Russian-born athletes compete in more than the Olympic games. There are Russian MMA and UFC fighters, and Russian tennis stars. Perhaps the most impressive tally is in the NHL, where 40 Russian players made rosters in 2022.
That makes it likely that someone, somewhere, in the US wants to bet on a sports event involving a Russian-born player – including in Massachusetts, where questions have lingered about a current rule that prevents wagers on sports involving Russian or Belarusian “governing bodies, leagues, events, and players.” The sports betting prohibition was added in January in response to the continued Russian invasion of Ukraine.
On Thursday, the Massachusetts Gaming Commission discussed changing the rule to allow sports betting on Russian and Belarusian athletes as long as those athletes are not competing under a national flag, as in the Olympics.
Commissioners agreed there is a need for clarification after questions about the rule were raised with MGC staff by DraftKings. The Massachusetts-based sportsbook specifically asked MGC staff if bets can be offered on Russian players “competing under a neutral flag” – meaning they aren’t competing on the basis of nationality.
A number of sportsbooks, including DraftKings, barred betting on Russian and Belarusian sports leagues in events when Russia invaded Ukraine in Feb. 2022, according to a March 22 story on MassLive.

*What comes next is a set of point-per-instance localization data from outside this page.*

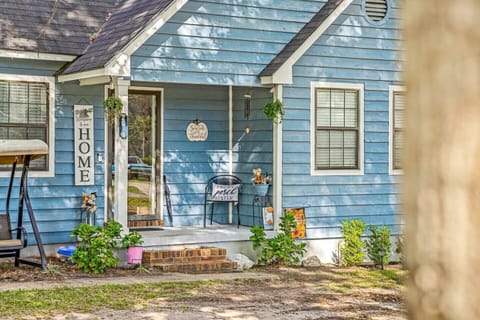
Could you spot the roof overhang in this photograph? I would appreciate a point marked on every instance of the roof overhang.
(32, 55)
(284, 74)
(119, 65)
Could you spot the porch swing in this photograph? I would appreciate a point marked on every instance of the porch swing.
(20, 152)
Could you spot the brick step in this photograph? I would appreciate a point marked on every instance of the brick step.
(146, 223)
(158, 257)
(200, 267)
(190, 260)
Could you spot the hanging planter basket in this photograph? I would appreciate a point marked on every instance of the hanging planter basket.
(261, 189)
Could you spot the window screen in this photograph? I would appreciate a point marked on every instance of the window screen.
(398, 125)
(336, 129)
(24, 114)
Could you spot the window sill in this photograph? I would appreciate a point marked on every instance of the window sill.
(340, 172)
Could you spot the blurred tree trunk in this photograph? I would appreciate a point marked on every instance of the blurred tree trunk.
(442, 161)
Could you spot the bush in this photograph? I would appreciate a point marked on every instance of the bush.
(280, 250)
(352, 250)
(95, 251)
(132, 239)
(378, 240)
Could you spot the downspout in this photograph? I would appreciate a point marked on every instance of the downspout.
(230, 144)
(277, 161)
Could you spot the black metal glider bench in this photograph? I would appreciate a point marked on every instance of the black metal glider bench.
(20, 152)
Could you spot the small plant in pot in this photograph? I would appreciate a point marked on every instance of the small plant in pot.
(261, 182)
(133, 242)
(113, 108)
(274, 111)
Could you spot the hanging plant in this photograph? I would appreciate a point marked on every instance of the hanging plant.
(113, 108)
(274, 111)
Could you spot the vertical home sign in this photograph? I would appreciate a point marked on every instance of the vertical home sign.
(84, 161)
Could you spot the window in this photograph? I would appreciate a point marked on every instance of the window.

Clarification was also requested of the commission by the MGC Sports Wagering division, which offers direction to sportsbooks based on what’s in the catalog.
A change to the wording of the rule is expected soon.
Confusion Over Russian Players vs. Playing for National Flag
Most of the confusion with the rule has stemmed from whether Massachusetts allows bets on individual players (such as MMA and tennis) who are not competing specifically for their home country.
MGC Sports Wagering Operations Manager Sterl Carpenter said tweaking the restriction would allow his office to give clear guidance to sportsbooks on any bet involving an athlete born in Russia or Belarus. He asked the commission if Massachusetts wants to restrict betting on all athletes from those two countries who may be competing in an MMA fight, say, in Tennessee, for example? Or does the commonwealth want to restrict betting based on national affiliation?
“If you state they aren’t representing their country, can they compete?” he asked Thursday.
Carpenter offered the following language to the commission as a possible replacement for the prohibition now written in the catalog:
Until further notice the following rules apply to all events overseen by Russian and Belarussian governing bodies: Any events or leagues overseen by Russian and Belarusian governing bodies are not allowed to be offered in the Commonwealth of Massachusetts. Any athlete competing in an approved event or league representing Russia or Belarus would not be eligible for wagering. If an athlete from Russia or Belarus is competing in an approved event outside of these countries and not representing them, wagering on these athletes would be permitted.
The commission is expected to approve similar language after some tweaks are made.
“I think we need to clarify the language a little, and we’ll be right where we need to be,” MGC Sports Wagering Director Bruce Band said at Thursday’s meeting.
MGC Commissioners Eye Potential Improvements
Keeping Massachusetts sports bettors from wagering on Russian and Belarusian athletes in general wasn’t the intent of the rule, a few commissioners acknowledged at the meeting Thursday.
Commissioner Eileen O’Brien said she voted for the rule back in January to avoid individual athletes’ success from being used as “some sort of propaganda tool” by the government of their home country.
“I can see why if there’s an individual who happens to be born (in Russian or Belarus) who, for all intents and purposes, has no country affiliation except participating in a sport, I don’t have an issue accepting them,” said O’Brien.
MGC Counsel Todd Grossman pointed to betting on NHL teams with Russian players as an example of what was not intended under the rule. He said there is an understanding that those players aren’t playing for Russia.
“Presumably the intent was not to restrict wagering on NHL games because there are Russian players. Though the assumption here is there would be no wagering on the KHL league, the Russian version of the professional hockey league,” said Grossman. “So there’s a lot of nuance here potentially.”
Commissioner Brad Hill said he welcomes clarification, with prescribed limits.
“I have no problem allowing an athlete who was born in another country to be bet on as long as they aren’t riding the flag on the way in,” he said.